Da beides gleichzeitig nicht möglich ist, setzen sie Prioritäten, worauf sie sich beim Spielen stärker konzentrieren – die eigene Stimme oder den Zusammenklang der Instrumente. Um herauszufinden, wie genau diese Koordinationsprozesse zwischen den MusikerInnen ablaufen, haben ForscherInnen des MPI EA und des MPI CBS in einer zweiten Studie die Gehirne von PianistInnen beim Spielen von Duetten untersucht.

„Wenn Menschen ihre Handlungen aufeinander abstimmen, beispielsweise beim gemeinsamen Tanzen oder Singen, synchronisieren sich ihre Hirnwellen“, erklärt Daniela Sammler, Leiterin der Forschungsteams. „Dieses Phänomen wird ‚interbrain synchrony‘ genannt.“

Ein Grund für diese Synchronisation: Die MusikerInnen tun und hören zur gleichen Zeit ähnliche Dinge. Die WissenschaftlerInnen wollten nun herausfinden, ob synchrone Hirnwellen auch die Abstimmungsprozesse zwischen den DuettpartnerInnen widerspiegeln.

Hierzu luden sie paarweise 28 PianistInnen ein, gemeinsam kurze Klavierduette zu spielen. Dabei zeichneten sie die Hirnwellen der MusikerInnen mittels Elektroenzephalographie (EEG) auf. Eine PianistIn spielte die Melodie mit der rechten Hand, die andere die begleitende Bassstimme mit der linken Hand. Alle Stücke enthielten in der Mitte eine musikalische Pause ohne Ton.

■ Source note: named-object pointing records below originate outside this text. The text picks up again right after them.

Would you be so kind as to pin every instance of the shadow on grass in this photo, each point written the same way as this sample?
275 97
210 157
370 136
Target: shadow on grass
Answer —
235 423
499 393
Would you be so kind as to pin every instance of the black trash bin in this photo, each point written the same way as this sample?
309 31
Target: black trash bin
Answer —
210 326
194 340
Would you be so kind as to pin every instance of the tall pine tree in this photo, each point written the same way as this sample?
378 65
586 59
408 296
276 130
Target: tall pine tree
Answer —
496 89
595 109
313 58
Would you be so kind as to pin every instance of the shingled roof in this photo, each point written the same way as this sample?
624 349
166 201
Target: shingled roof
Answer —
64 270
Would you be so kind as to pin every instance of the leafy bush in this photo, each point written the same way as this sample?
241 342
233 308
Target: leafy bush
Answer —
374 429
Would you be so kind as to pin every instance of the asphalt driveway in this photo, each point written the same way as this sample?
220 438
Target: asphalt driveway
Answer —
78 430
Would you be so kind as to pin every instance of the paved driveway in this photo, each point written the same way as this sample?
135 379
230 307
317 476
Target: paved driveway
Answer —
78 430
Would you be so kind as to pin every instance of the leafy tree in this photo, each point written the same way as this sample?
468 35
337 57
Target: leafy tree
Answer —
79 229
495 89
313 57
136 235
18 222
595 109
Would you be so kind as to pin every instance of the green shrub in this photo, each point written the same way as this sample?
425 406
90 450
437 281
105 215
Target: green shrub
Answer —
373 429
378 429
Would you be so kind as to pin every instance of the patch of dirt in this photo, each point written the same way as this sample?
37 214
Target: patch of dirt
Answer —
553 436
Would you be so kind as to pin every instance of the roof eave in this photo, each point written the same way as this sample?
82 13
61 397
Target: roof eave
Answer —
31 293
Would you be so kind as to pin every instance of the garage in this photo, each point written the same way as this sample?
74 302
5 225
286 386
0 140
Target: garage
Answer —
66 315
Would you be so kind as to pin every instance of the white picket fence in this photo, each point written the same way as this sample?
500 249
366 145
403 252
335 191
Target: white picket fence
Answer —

Diese Pause nutzte das Forschungsteam für die Untersuchung der Hirnaktivitäten. Den Teil nach der Pause sollten die PianistInnen in einem neuen Tempo spielen – ob schneller oder langsamer als zu Anfang, erfuhren sie jeweils kurz vor dem Stück durch ein Signal. Dabei wurden ihnen jedoch teils gegensätzliche Signale angezeigt.

Erstautorin Katarzyna Gugnowska resümiert: „Diese Manipulation machte tatsächlich einen Unterschied für die Synchronizität der beiden Gehirne in der Pause. Planten beide PianistInnen dasselbe Tempo, war sie hoch. Waren die Tempi verschieden, war sie niedrig. Zudem sagte die Synchronizität der Hirnwellen auch voraus, wie ähnlich das Tempo nach der Pause war.“

Diese Ergebnisse legen nahe, dass die Synchronisation der Hirnwellen zwischen MusikerInnen nicht nur ein Nebenprodukt ist, das durch gemeinsame Höreindrücke und die Musik selbst ausgelöst wird, sondern tatsächlich ein Mechanismus, durch den sie ihr Spiel miteinander koordinieren. Zusammengenommen stellen die Studien einen wichtigen Beleg für die komplexe Koordinationsleistung zwischen Hirn und Hand sowie zwischen EnsemblespielerInnen beim Musizieren dar.